The participants in our study on Mumbai’s relationship to the Konkan region are Sidhi Jadhav, Rutuja Jadhav, Prajwal Kamble, (from Naigaon) and Akshay and Ankit Takle (Bhandup), all of them in their teens. Their families come from different villages in the Konkan region, primarily the district of Ratnagiri.
They gave us interesting insights on mobility and urbanism with their continuous travel between Mumbai and their villages. Being second- or third-generation migrants, they have unique experiences of their own, as well as memories inherited from their families. Our workshop with them was a chance to meet collectively and discuss aspects of the study together.
While they have all grown up entirely in Mumbai, they make frequent trips to their villages in the Konkan region. They largely expressed a sort of nostalgia for idyllic rural life. Sidhi and her cousin Prajwal said that village houses should be made of mud, not brick, and that the village should not become “too modern”, or “like the city”, where the landscape is destroyed and the environment becomes crowded and polluted.

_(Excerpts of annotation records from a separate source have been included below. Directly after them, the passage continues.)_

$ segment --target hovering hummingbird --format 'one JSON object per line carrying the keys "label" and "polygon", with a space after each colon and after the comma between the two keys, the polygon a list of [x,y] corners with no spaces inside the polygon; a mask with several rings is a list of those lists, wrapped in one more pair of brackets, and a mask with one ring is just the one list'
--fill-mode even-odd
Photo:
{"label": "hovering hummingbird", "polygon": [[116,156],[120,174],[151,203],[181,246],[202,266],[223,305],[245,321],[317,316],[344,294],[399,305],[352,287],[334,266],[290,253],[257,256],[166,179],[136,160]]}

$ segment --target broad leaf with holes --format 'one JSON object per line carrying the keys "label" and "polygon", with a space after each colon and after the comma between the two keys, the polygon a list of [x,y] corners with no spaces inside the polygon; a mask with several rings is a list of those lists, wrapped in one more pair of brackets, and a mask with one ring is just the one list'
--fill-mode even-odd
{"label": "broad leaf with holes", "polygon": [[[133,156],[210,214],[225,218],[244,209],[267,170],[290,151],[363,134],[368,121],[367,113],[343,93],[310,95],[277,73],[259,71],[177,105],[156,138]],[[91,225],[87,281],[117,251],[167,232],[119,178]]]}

Akshay and Ankit’s father, Mr. Takle, is currently constructing a house in their village, Somgiri. Though a contractor himself, he is not an expert in laterite, the local stone of the village, and has hired a local contractor because he specifically wants his house made of traditional Konkan village house materials.
Akshay and Prajwal said that they would move to the village if they were able to get good jobs there. Regardless of – or perhaps because of – the constant movement, the village still informs their identity.
They also asserted that such alternatives to the city are important to the growth story of India. Against a backdrop of expanding transport systems and increased mobility, towns are becoming more relevant economic centers to villages, placing them in a highly networked sytem of typologies.
There is a man in Rutuja’s village who works as a teacher in Ratnagiri – though he has family in Mumbai. His daily commute is mainly between his village Ukshi, and the city of Ratnagiri. This lateral economic growth can become a very relevant pattern in the Konkan region.
At the same time, being Mumbai-bred, the participants also expressed expectations of the village that are characteristic of city-dwellers. They said an ideal village would be one with urban facilities – basically electricity, water supply, mobile reception, and medical facilities. Though the main reason families initially migrated to the cities was for employment, no one said they would prefer working in the village or that an ideal village would be one with plenty of employment opportunities: a village where you can live all year-round.
“We go to the village for a change,” Rutuja informed us, “If we are in the village all the time, what change will we have?” In some ways, this is now the purpose of the village in their imagination.
Their situations show an interesting changing relationship with the village. While they continue to have expectations like their parents and grandparents, many of them, as well as their friends, do not exclusively associate travelling to the village as a trip back to one’s hometown to see family. It is as much a holiday trip, taken solely for recreation. Some of their friends, who don’t have family villages of their own, regularly accompany them on their summer trips.
Our discussion seemed to indicate that there are many things that are expected out of all of the various homes that people have. To transfer all of these expectations to one fixed geographical space is unnecessary and unrelatable given their situation.
We also talked about the act of travelling itself, which is an experience, associated with large groups and special journey songs. Sidhi, who travels almost every year by bus with her extended family, said, “We enjoy [the journey] – we sing songs, sometimes we carry instruments…and often you meet people on the bus who took the same bus the year before.”
This group represents a significant section of the population in Mumbai which has invested in the village, not just financially but socially and emotionally.